Mr. Bean

What’s so funny about Mr. Bean? I don’t know, but I’m laughing –hysterically. Is it his unkempt appearance, his vivid faces, his grunt, his crazy viewpoint on things? – his speechless way? Yes, the less words the better; and this leads us to a Murphy’s law, “open mouth, enter foot.” Ecclesiastes 5:3 teaches “a fool’s voice is known by multitude of words.”

I want to talk about what makes us laugh, what messes up our joy, and what hinders our peace. Friends, “He that hath knowledge spares his words:” Proverb 17:27. “Let thy words be few.” Ecclesiastes 5:3. “In the multitude of words there wants not sin.” Proverbs 10:19. Enough said.

In Daniel, Satan wears out the saints of the Most High. How? Words, words, words; says so in the Hebrew definitions. Words start fires that burn out of control; they are extinguishing our capacity to enjoy life. Conversation after conversation our joy-power wanes. The words are too long, scattered, changing subjects oft, or leaving out sense. “I can’t take it!” When they are vague or void of precision; they make us toil, no fun here – and so the energy sap.

Busy, busy, busy, we encounter hectic, engaging, attention demanding syllables and phrases which confront our minds. Two schemes of many concern us: first, some use words to escape action; second, others use words to protect self-worth without believing. 

“Put your money where your mouth is.” We say this because folks use word-screens as a bluff to disguise ineptness of various kinds— “throw a volley of words at em” is from Smoke Screening 101.

Fellows, dear people are manipulating their way through life by reasoning their selves out of every call to faith. Then, excuse-filled jargon scuffs others because it counters God’s sanctifying work in all of our souls. No, no, no, Joy comes through relinquishing our rights, agreeing with God, toughing the loss but finding the replacement. Let it go, dude, just let stuff go. Wronged? Bear it, who cares?

We love the “Honeymooners” of life, they never initiate smart-guy lingo, and they resist the urge. “What you see is what you get.” We feel close to these types because they are un-sophisticated. They are not classy or clever. They breathe simplicity. They are like children, easy to love. Our funny-bone resounds at their naivete, innocence, ingenuousness, transparency-–so refreshing.

The Seinfeld team made us howl. These folks tried hard at maturity but were hopelessly weak. Red Skelton pantomimed hilarity. We watched his face and roared. Jackie Gleason raged without conscience. Art Carney showed us gullibility — Something about absence of pretense that makes us smile; the phony baloney is missing.

Hey, we weren’t born yesterday. We grope for “real.” We long for translucency. We understand that maybe it is not possible for some, and we certainly love those brothers and sisters. We laugh still.

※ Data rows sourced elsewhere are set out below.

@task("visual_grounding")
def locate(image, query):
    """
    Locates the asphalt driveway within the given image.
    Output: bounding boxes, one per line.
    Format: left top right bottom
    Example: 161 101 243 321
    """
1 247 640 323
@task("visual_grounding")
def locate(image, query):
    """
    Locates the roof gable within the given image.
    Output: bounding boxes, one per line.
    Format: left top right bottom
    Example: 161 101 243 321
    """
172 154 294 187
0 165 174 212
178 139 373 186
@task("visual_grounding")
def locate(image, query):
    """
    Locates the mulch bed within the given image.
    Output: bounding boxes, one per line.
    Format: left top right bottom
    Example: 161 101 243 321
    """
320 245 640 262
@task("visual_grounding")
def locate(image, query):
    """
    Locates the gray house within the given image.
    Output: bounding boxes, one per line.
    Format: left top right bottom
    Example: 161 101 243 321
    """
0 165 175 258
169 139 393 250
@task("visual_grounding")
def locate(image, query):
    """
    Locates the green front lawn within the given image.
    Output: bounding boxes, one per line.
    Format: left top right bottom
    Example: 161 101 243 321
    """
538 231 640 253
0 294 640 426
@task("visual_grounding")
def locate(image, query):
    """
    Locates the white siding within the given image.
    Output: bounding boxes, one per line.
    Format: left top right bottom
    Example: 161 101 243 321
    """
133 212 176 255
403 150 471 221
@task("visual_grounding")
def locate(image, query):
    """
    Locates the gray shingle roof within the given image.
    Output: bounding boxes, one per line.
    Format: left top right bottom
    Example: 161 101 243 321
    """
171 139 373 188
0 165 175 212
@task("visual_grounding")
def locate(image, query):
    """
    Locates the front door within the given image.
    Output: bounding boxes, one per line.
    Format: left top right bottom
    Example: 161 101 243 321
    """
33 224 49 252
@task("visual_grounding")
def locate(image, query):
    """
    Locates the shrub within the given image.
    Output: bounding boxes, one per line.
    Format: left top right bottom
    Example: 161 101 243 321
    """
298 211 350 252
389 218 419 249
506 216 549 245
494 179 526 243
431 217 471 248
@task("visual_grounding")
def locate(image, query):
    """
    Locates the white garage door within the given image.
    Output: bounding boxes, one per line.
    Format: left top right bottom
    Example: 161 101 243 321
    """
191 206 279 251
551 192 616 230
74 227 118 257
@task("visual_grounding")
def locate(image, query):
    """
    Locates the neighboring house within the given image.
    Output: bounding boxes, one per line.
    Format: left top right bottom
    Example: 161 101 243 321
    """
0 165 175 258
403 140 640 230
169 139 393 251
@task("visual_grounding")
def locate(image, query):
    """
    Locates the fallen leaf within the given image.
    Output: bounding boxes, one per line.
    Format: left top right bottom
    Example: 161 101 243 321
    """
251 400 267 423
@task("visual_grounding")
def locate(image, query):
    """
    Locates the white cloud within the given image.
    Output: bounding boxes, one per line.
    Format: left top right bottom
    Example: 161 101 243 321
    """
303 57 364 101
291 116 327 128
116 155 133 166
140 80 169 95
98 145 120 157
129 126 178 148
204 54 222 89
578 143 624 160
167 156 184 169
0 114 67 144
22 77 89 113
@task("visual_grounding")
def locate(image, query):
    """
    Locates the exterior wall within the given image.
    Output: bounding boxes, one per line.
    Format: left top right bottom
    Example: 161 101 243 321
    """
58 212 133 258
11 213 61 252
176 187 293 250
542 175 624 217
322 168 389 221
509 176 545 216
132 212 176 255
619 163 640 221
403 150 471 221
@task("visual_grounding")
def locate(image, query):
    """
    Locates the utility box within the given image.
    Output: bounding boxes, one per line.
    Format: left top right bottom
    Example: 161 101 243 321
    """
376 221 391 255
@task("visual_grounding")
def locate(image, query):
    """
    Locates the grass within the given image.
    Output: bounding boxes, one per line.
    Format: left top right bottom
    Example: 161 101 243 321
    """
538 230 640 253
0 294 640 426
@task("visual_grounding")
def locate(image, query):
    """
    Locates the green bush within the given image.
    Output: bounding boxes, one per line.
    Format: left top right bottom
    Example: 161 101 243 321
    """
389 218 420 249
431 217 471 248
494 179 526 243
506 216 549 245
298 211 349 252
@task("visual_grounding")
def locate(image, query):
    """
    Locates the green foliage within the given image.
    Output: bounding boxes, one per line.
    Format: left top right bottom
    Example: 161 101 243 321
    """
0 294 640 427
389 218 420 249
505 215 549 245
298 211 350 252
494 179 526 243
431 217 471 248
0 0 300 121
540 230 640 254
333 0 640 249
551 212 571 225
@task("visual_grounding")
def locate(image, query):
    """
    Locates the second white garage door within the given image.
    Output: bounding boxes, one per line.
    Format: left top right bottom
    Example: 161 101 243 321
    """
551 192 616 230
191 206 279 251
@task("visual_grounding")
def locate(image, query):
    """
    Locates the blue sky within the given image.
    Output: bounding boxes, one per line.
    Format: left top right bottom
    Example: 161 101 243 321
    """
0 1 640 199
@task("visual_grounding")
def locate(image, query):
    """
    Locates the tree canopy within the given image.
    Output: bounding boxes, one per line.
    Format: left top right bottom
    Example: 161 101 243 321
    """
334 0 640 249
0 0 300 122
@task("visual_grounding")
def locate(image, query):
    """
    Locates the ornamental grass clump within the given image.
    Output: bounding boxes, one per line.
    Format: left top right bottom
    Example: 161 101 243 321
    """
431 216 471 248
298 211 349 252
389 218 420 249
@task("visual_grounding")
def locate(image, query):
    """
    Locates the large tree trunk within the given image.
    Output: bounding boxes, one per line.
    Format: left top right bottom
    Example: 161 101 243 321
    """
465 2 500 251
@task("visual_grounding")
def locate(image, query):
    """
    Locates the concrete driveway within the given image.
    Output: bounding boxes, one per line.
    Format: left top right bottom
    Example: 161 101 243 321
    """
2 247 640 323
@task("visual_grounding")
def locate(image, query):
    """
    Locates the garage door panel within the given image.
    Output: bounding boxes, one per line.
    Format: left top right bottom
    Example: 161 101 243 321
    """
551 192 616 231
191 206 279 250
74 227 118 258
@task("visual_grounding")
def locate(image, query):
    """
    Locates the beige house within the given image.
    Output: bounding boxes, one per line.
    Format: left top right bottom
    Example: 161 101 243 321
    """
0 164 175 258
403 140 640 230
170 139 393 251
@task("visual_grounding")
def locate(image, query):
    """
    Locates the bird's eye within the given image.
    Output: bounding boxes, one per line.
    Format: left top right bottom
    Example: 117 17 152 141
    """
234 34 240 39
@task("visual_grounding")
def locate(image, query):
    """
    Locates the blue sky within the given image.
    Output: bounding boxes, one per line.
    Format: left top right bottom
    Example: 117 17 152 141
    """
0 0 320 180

In closing, to “humor” somebody means to indulge them, accommodate, pander to, cater to, or yield to them. In self-denigrating humor a soccer-mom family fall into poverty and take up thievery as a last resort and then recover, a Wiley coyote admits failure after several injurious blasts, and Cookie Monster can’t stop eating cookies.

Life’s impossibilities and frustrations are so self-identifying when openly spoken of. We all encounter the same stuff. To laugh at these similarities is releasing. Charley Brown, we love you.

So, what is the point? Joy is strength, and laughter is medicine. God’s grace allows us to embrace our state, even if it’s below ground. With merriment we serve the Lord, with joviality we find energy to build God’s kingdom. In glee we speak grace words, life words. We forsake the un-joyful stuff and are laughing all the way.

Who cares if our money is low, who cares if our health is suspect? God has chosen the poor of the world, rich in faith. Who’s counting if we have no skills or aptitude, nobody sees the inward peace we own.

Finally, we are what we are by the grace of God. Paul said it. Quit defending your weakness, glory in it, and quit trying to be someone you ain’t. Your particulars diversify the kingdom. So, you’re the toe, the elbow, or the armpit. Have fun being what God made you as. You are life-supply to the Body of Christ. What are others doing? We don’t have to know, we can’t. Let em go, God placed you right there. Thrive and laugh.  Love ya.